認定調書の破棄報道
昨年末から今年初めにかけて報道された「年金機構職員が医師の判定結果を破棄していたのではないか」という問題について、
厚生労働省は『障害年金における認定調書の取扱いについて(令和8年4月30日)』を公表しました。
今回の資料では、実態調査の結果と、今後の改善策がまとめられています。
報道の詳しい内容は、過去記事で紹介しています。
認定調書は本当に「破棄」されていたのか
調査の結果、次の点が確認されています。
- 記載ミスや内容の不備がある場合には、再審査が行われていた
- その過程で不要となった認定調書は、一定期間保管後に廃棄されていた
- 別の認定医に依頼し直す主な理由は、審査期間(3か月)を守るため
つまり、意図的に結論を変えるための操作というよりも、業務上の運用の中で行われていた対応とされています。
なぜ「別の認定医」に依頼することが起きていたのか
背景には、現場の負担の大きさがあります。
- 審査期間(3か月)の遵守が強く求められている
- 認定医は非常勤が多く、スケジュール調整が難しい
- カルテ照会などの確認作業(疑義照会)が増えている
こうした事情から、やむを得ず別の認定医に依頼するケースがあったとされています。
認定プロセスの課題(特に精神の障害)
精神の障害については、数値で割り切れない「総合評価」が中心となるため、
- 判断の幅が広い
- 医師ごとの判断に差が出やすい
といった特徴があります。
そのため、より客観性・公平性を高める仕組みづくりが課題とされています。
今後の主な改善策
今回の公表では、次のような見直しが示されています。
①手続きの透明化
- 原則として同じ認定医に確認する
- 別の認定医に変更する場合でも
→複数の医師で審査
→当初の認定調書は保存(廃棄しない)
②審査期間の見直し
- 通常は3か月
- 複数回の審査が必要な場合は
→ 4か月に延長
③公平性・客観性の強化
④職場環境の改善
- 上司と部下の連携強化
- 研修や人事異動の活性化
- 認定医とのやり取りを個人任せにしない体制へ
⑤第三者によるチェック
- 社会保障審議会によるモニタリングを導入
- 継続的に状況を確認していく仕組みを整備
まとめ
今回の調査から見えてきたのは、
- 手続きのルールが必ずしも明確ではなかったこと
- 審査現場が時間的に余裕のない状況にあったこと
- とくに精神の障害では、判断が難しくなりやすいこと
といった、審査の仕組みそのものに関わる、根本的な課題です。
今後は、「複数の医師による審査」「記録の保存」「手続きの明確化」といった方向で見直しが進められることになります。

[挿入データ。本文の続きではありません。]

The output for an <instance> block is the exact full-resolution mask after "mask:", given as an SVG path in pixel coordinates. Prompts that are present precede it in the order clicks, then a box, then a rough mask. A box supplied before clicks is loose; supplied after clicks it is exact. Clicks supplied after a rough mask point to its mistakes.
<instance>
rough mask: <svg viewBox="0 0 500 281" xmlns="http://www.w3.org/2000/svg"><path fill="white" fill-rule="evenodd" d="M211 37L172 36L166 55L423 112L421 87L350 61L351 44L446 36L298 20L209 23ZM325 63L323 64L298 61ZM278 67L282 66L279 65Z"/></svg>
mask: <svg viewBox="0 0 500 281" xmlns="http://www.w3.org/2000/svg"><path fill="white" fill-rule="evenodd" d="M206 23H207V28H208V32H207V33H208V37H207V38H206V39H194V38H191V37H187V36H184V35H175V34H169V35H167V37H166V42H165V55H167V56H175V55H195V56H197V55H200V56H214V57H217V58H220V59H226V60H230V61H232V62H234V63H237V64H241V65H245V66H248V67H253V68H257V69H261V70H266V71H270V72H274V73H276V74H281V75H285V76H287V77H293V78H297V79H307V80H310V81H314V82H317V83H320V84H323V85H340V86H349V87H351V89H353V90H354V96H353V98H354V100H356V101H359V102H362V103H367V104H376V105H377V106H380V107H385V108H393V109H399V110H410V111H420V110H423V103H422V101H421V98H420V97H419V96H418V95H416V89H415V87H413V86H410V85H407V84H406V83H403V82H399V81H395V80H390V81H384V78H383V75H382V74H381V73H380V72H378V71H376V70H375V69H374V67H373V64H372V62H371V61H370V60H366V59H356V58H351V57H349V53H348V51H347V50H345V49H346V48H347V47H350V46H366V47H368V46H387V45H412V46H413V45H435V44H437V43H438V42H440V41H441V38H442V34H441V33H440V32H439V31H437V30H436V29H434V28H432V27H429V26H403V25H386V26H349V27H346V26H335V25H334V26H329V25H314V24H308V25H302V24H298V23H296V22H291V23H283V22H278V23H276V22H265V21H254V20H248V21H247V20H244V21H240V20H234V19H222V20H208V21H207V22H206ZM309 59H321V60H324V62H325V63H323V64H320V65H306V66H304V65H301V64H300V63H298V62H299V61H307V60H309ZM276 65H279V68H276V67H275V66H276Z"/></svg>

今回の調査は第三者機関によるものではなく厚生労働省が主体となって実施されたものであり、公表内容には一定の配慮がなされていると考えられますが、現時点としては現実的な着地点といえるでしょう。
重要なのは、こうした取り組みが実際に機能し、障害年金の審査がより透明で公平なものへと改善されていくかどうかです。今後の運用状況についても、引き続き注目していきたいところです。